Hi Andrew, sorry for coming back in the discussion after such long time. Thank you very much for your reply, I wanted to work a bit on this issue, could you please clarify what do you mean by intersecting the genes in a set with the ranks from the bootstrap? Thanks again, Emanuele

amcdavid commented 3 years ago

As a proof-of-concept, you might use the signed hurdle p-values, eg, from the summary method, multipying the logFC with the -log10(p.value) before worrying about bootstrapping, which is only important if you want to deal with gene-gene correlations. There would be no complication to apply the typical leading edge analysis of Subramanian, et al 2005 with this quantity. I know clusterProfiler has this analysis implemented.

Working with the bootstraps, which would only be necessary if you are worried about gene-gene correlations, would be much more complicated--definitely beyond the scope of random thoughts on a github issues page. You would need to modify code to work bootstat the matrix of bootstrapped coefficients. Most of the rest of the code in this function is specialized to the case that we are summing across genes in the set rather than looking at individual genes. Deriving the impact of gene-gene correlations on variance of the rank-order of the genes in the set sound pretty complicated!

EBosi commented 3 years ago

Hi Andrew, thanks for the clarification, I will do as you suggest. I tried to tackle the bootstrap array object, but with little knowledge of the embedded items I was really struggling.

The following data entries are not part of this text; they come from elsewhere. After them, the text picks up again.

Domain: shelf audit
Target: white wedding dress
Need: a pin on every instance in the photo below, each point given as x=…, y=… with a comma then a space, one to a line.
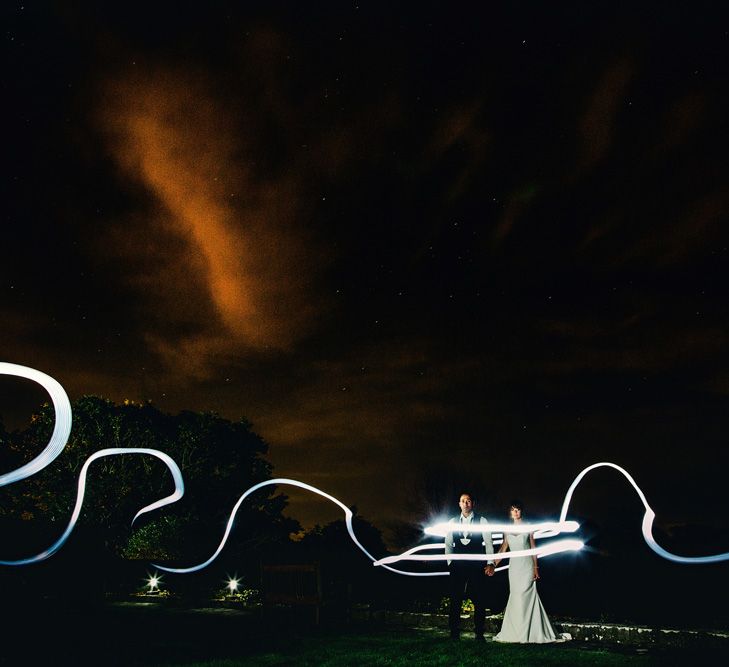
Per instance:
x=525, y=620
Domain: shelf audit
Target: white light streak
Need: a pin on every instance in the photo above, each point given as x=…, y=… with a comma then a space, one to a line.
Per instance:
x=546, y=550
x=497, y=529
x=648, y=517
x=62, y=430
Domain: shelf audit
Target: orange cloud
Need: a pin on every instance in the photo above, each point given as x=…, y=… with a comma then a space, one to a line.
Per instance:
x=169, y=133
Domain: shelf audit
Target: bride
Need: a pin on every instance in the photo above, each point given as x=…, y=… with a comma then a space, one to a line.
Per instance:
x=525, y=620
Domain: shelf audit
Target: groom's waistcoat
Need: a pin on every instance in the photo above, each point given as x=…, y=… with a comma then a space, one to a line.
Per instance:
x=475, y=540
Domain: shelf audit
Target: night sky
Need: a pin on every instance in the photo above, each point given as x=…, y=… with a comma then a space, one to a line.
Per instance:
x=484, y=244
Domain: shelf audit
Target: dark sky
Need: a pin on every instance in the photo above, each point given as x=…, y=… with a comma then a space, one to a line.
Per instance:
x=485, y=244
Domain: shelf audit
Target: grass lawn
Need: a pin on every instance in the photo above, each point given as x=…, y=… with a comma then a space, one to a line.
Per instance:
x=413, y=648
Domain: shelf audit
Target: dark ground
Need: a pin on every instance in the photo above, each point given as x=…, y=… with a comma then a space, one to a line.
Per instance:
x=151, y=634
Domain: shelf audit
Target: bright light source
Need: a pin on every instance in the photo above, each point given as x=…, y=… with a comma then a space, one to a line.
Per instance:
x=153, y=582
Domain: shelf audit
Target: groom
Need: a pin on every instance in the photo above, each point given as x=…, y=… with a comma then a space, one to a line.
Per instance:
x=467, y=576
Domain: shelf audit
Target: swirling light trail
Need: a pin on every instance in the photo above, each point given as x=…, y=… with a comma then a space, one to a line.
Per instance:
x=547, y=550
x=61, y=429
x=348, y=516
x=548, y=527
x=648, y=518
x=114, y=451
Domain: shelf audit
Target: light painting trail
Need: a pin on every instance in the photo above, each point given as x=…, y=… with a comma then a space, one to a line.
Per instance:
x=62, y=430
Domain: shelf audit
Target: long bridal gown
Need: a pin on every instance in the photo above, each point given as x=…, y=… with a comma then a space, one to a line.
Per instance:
x=525, y=620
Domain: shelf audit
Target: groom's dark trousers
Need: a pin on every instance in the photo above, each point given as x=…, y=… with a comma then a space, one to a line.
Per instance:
x=466, y=580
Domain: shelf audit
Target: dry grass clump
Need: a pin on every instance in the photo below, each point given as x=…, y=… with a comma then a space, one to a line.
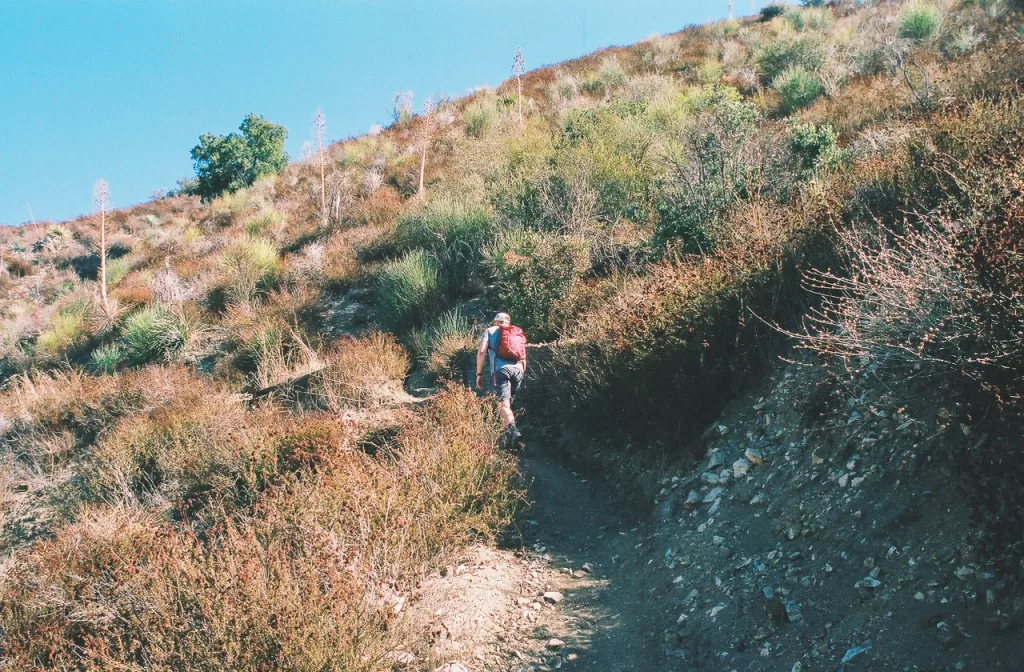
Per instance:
x=307, y=579
x=359, y=372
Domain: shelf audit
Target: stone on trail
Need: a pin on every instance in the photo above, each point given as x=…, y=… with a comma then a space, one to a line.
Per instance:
x=755, y=456
x=453, y=666
x=714, y=494
x=693, y=500
x=740, y=468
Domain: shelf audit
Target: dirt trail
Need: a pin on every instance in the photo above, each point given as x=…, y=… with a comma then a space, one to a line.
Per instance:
x=612, y=611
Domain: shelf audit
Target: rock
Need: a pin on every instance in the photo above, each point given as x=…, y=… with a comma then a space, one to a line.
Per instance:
x=666, y=510
x=453, y=666
x=855, y=652
x=693, y=499
x=948, y=636
x=709, y=478
x=867, y=582
x=714, y=494
x=401, y=659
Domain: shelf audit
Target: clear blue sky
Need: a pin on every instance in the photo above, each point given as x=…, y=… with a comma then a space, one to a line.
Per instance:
x=122, y=89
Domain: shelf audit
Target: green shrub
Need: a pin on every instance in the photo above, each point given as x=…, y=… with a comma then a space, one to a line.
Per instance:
x=769, y=12
x=144, y=335
x=408, y=291
x=451, y=334
x=117, y=269
x=479, y=118
x=540, y=280
x=251, y=267
x=227, y=163
x=920, y=21
x=67, y=328
x=266, y=221
x=453, y=232
x=105, y=359
x=786, y=51
x=798, y=87
x=815, y=147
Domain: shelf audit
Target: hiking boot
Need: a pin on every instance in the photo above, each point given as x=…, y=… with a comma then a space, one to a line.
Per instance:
x=512, y=437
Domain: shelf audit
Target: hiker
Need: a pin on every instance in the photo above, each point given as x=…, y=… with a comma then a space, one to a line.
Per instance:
x=507, y=346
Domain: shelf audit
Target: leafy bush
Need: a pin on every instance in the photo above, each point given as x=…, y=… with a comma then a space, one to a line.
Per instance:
x=67, y=329
x=453, y=232
x=920, y=21
x=251, y=267
x=769, y=12
x=268, y=221
x=105, y=359
x=408, y=291
x=437, y=347
x=227, y=163
x=797, y=87
x=144, y=335
x=359, y=372
x=815, y=147
x=540, y=280
x=117, y=269
x=479, y=118
x=783, y=52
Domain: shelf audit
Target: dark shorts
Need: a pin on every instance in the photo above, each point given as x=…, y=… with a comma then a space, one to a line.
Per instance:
x=507, y=381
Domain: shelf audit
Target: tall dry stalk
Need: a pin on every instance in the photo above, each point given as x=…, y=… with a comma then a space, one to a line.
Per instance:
x=518, y=68
x=101, y=195
x=426, y=130
x=321, y=125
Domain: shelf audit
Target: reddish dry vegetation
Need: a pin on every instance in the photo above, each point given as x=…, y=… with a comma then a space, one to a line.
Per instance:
x=219, y=454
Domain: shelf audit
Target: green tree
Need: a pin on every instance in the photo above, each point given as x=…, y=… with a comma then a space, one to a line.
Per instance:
x=227, y=163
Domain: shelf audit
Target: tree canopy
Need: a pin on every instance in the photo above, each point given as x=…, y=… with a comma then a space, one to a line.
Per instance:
x=227, y=163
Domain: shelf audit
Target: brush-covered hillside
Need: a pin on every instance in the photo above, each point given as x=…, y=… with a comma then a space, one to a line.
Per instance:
x=235, y=434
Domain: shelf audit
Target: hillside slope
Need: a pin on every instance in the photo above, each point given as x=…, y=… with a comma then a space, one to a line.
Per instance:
x=258, y=454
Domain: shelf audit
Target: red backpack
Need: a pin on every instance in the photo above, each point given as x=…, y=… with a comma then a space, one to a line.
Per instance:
x=511, y=343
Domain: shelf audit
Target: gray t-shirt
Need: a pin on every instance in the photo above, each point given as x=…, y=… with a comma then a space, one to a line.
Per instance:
x=493, y=336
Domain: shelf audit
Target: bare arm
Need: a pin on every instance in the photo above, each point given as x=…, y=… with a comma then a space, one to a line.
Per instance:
x=481, y=355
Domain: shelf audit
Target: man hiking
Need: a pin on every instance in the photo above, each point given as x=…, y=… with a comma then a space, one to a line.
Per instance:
x=507, y=346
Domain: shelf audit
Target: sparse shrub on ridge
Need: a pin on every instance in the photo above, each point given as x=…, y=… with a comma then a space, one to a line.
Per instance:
x=539, y=278
x=408, y=290
x=920, y=21
x=798, y=87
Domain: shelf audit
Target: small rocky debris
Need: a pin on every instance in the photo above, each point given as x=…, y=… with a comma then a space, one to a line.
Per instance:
x=453, y=666
x=948, y=636
x=693, y=500
x=714, y=494
x=855, y=652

It would be nice to have this addition tho if that's something that can be done with ease (relatively), as it's less advantageous to use the set enrichment method of MAST over others available (GSEA, clusterProfiler, etc.). Thank you so much for you support! Best, Emanuele

amcdavid commented 3 years ago

Unfortunately, this would not be easy -- the competitive gene set test is really a much different beast than the GSEA of Subramanian. More like a project for a PhD student than a couple hours' work.